Back to the drawing board at Scoil Íosagáin

Scoil Íosagáin
Scoil Íosagáin’slong-awaited new premises is as far away as ever after planning permission for its new state-of-the-art 25-classroom school was allowed to lapse by the Department of Education.
It’s the latest setback for Scoil Íosagáin’s badly needed rebuild which was first announced 11 years ago, but the Department of Education declined to answer questions put to it by this newspaper as to what it means for the project.
At the very least, it will require new planning permission which must go through the normal statutory process with its various checks and balances and avenues of appeal.
At the worst, it could send the project back to the drawing board and caught up in the Department’s tortuously slow building procedure which takes years rather than months to complete.

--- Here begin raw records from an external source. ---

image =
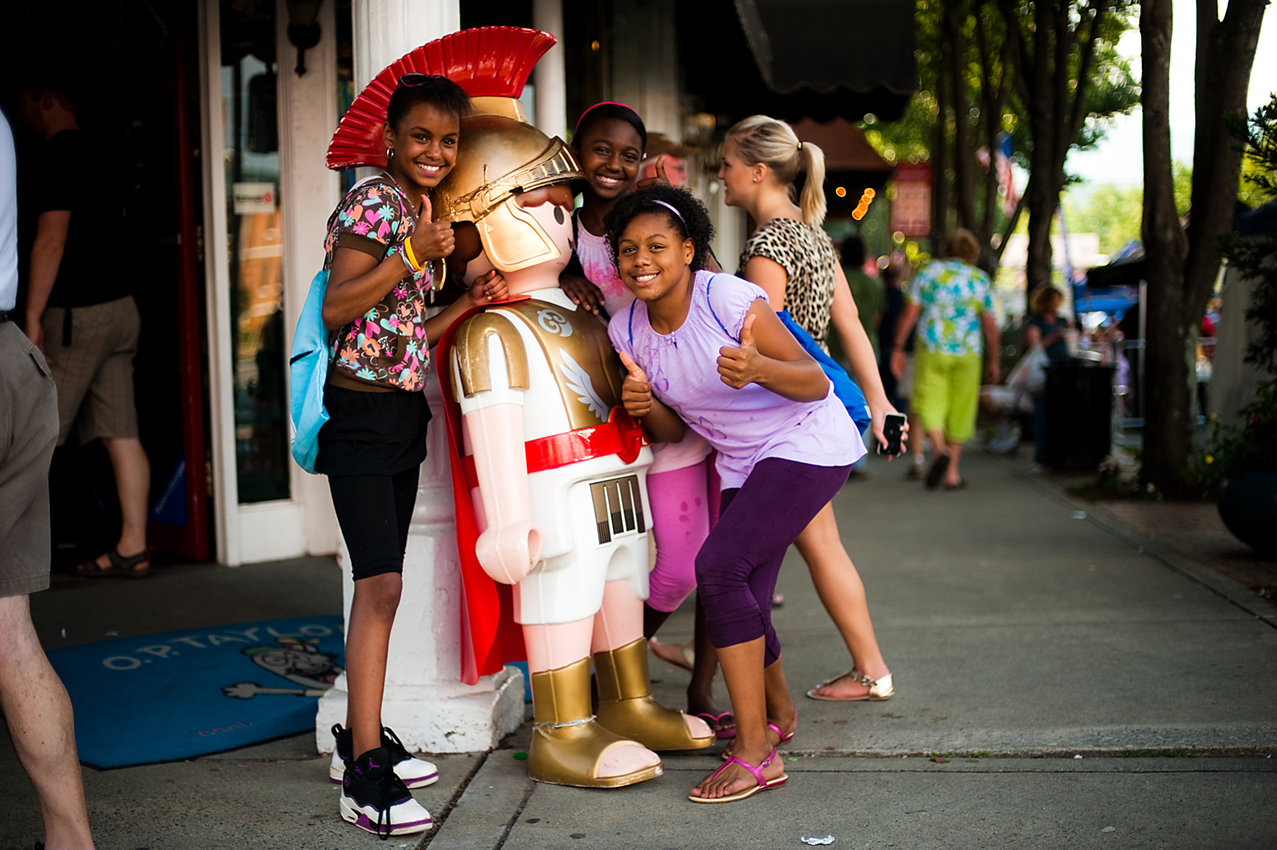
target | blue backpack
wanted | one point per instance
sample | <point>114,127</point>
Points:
<point>308,372</point>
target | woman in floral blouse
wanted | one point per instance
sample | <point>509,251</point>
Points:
<point>379,244</point>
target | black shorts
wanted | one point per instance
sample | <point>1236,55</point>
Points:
<point>372,448</point>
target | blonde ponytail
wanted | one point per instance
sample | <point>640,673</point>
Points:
<point>774,143</point>
<point>811,160</point>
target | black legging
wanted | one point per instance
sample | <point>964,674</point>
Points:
<point>374,512</point>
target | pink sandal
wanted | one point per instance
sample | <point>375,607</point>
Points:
<point>722,733</point>
<point>785,737</point>
<point>750,791</point>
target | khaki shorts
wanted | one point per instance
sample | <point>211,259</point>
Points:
<point>95,373</point>
<point>28,426</point>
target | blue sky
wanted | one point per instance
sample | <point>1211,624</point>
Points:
<point>1119,157</point>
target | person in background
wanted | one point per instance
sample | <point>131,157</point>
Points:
<point>792,259</point>
<point>893,306</point>
<point>81,313</point>
<point>705,351</point>
<point>952,303</point>
<point>32,697</point>
<point>1046,328</point>
<point>868,292</point>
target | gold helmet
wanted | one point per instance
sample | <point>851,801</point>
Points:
<point>499,156</point>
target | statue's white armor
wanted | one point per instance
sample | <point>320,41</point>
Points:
<point>593,513</point>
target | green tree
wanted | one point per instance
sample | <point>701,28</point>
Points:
<point>1047,73</point>
<point>1072,82</point>
<point>1181,268</point>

Fr John Walsh, chair of Scoil Íosagáin’s board of management, said a new planning permission application was being ‘expedited’.
Sinn Féin TD Pádraig Mac Lochlainn said he was shocked at the development and will be seeking urgent clarification from the Department of Education.
“I’m astonished that this has happened,” Deputy Mac Lochlainn said last night. “In response to questions I tabled in the Dáil, the Department of Education told me in the middle of June that everything was on track and that construction was to get under way in the second quarter of this year with a projected build time of 27 months.
“I’m shocked at this development given that I was told a very different story just three months ago, that diggers were ready to go on site.
“This new school has been badly needed for long, long time, and I will be seeking urgent clarification from the Department of Education as to the meaning of this.
“Given the mess it made of securing a site for the three school campus, you would have thought that the Department would have some sense of urgency on its building projects for Buncrana and South Inishowen, but apparently not.”
Background
Scoil Íosagáin is the largest primary school in Donegal with around 800 children on its rolls.
It is currently spread across two main buildings on either side of a cul de sac and a number of prefabs. In addition to its mainstream classes, Scoil Íosagáin houses one of the leading special education units in the country.
Plans for the new school were first announced more than ten years ago, in February 2011, but it took five years for plans to be finalised and a planning application made.
Donegal County Council granted planning permission for the new school, which will comprise of two storey building providing 25 general classrooms, nine special needs classrooms as well as a library, offices, storerooms, staffroom and toilets, in 2016, a grant subsequently upheld by An Bord Pleanála the following year following unsuccessful objections from five parties.